Pour limiter les risques, il est important de bien se protéger. Et pour ce faire, pas besoin d’être expert… Quelques réflexes simples suffisent souvent à renforcer sa sécurité en ligne : sécuriser ses accès, éviter de partager inutilement des informations personnelles, rester vigilant face aux tentatives de fraude, etc. On fait le point.

Prendre conscience des risques encourus
Beaucoup d’internautes pensent qu’ils ne représentent pas une cible intéressante. Pourtant, en matière de cybersécurité, tout le monde est concerné.
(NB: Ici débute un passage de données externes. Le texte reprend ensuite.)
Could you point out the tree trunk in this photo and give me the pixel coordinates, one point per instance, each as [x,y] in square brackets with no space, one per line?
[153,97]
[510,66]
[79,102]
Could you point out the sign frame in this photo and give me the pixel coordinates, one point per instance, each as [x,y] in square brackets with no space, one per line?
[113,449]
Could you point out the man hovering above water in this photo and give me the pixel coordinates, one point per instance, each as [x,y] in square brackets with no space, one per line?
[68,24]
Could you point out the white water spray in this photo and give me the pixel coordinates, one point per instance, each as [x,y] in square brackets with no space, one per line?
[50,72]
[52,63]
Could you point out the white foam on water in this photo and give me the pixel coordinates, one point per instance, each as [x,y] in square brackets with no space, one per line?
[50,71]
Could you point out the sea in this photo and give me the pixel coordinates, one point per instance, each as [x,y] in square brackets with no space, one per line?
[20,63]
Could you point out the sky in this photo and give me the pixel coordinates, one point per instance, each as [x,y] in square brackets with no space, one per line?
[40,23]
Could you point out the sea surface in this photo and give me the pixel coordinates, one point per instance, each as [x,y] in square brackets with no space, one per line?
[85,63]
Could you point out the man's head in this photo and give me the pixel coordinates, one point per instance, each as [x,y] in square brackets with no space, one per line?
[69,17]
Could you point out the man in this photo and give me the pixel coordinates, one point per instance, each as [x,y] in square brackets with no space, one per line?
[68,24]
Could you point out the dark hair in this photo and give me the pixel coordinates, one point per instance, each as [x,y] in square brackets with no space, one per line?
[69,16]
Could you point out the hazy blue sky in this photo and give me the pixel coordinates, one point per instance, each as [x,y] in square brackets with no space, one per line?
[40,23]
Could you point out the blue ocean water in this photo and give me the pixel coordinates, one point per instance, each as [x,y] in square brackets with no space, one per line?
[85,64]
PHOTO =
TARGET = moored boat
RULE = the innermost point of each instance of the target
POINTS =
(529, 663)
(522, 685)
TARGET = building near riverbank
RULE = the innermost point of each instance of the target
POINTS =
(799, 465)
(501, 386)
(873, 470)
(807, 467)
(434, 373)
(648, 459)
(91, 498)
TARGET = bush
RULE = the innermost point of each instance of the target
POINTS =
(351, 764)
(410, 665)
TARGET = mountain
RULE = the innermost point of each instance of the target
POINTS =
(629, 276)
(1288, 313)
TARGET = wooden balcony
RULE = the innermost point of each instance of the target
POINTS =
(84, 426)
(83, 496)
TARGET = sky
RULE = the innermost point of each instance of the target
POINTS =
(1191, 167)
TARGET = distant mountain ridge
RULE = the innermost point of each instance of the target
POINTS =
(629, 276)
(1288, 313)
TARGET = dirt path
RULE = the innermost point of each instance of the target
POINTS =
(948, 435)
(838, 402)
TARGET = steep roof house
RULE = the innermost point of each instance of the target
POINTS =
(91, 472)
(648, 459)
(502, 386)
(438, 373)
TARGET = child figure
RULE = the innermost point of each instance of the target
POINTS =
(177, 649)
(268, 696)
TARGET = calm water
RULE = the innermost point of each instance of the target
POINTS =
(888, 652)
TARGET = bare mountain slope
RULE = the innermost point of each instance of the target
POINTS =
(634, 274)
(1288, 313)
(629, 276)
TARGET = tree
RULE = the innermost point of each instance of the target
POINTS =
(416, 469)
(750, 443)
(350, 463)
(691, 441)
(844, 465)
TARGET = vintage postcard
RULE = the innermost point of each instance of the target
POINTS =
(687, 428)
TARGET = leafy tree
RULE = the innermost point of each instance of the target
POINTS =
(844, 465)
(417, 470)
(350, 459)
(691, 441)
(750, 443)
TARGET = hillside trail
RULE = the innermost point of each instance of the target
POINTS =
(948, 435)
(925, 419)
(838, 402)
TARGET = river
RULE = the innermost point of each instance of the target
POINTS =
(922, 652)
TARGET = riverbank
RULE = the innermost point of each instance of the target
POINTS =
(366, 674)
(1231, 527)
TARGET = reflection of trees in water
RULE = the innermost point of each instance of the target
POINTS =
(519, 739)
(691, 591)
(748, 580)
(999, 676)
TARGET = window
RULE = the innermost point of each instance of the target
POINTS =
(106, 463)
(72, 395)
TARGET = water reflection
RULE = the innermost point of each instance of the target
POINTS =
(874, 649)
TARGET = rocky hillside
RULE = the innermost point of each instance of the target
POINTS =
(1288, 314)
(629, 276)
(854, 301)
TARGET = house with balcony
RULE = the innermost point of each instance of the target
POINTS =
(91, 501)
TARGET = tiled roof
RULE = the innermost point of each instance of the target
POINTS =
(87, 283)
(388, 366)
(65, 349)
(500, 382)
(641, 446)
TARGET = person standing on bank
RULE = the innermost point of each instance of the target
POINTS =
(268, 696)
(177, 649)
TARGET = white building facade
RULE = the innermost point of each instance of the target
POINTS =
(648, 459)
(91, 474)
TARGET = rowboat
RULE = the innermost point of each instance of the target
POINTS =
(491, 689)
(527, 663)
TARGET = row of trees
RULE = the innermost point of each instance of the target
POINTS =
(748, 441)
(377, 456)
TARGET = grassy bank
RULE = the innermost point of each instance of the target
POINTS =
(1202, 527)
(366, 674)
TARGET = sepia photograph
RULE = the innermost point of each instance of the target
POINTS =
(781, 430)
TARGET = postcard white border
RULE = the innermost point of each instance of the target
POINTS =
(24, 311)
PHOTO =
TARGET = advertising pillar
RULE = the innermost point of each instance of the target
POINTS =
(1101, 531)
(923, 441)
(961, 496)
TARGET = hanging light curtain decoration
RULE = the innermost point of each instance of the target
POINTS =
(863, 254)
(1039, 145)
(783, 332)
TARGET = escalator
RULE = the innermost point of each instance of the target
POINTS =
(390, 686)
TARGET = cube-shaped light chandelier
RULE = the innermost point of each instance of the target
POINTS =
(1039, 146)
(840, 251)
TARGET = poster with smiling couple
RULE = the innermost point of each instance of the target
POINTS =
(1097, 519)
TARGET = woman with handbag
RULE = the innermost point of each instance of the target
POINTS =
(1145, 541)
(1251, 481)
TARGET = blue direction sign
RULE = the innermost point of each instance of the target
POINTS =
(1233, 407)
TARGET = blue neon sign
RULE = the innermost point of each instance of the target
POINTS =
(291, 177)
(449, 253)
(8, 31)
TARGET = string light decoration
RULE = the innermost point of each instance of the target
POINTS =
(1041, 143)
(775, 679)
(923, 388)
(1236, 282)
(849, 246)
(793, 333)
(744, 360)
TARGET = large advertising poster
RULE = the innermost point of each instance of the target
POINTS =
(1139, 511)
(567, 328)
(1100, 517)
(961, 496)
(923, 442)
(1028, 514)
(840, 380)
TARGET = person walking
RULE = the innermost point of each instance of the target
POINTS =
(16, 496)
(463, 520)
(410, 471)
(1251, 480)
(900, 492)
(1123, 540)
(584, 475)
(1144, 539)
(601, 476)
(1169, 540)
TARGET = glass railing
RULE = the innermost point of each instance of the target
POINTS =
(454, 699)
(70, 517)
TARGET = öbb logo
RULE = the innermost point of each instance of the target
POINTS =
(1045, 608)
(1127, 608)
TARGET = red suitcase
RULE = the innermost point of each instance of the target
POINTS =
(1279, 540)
Une grande partie des attaques sont automatisées : les cybercriminels ne cherchent pas forcément une personne précise, ils testent des milliers de comptes, exploitent des mots de passe déjà compromis ou envoient des messages frauduleux en masse. Les données personnelles ont une vraie valeur. Une adresse e-mail, un numéro de téléphone, des identifiants de connexion ou des informations bancaires peuvent être utilisés pour accéder à d’autres services, être revendus, ou servir de point d’entrée à des arnaques plus ciblées.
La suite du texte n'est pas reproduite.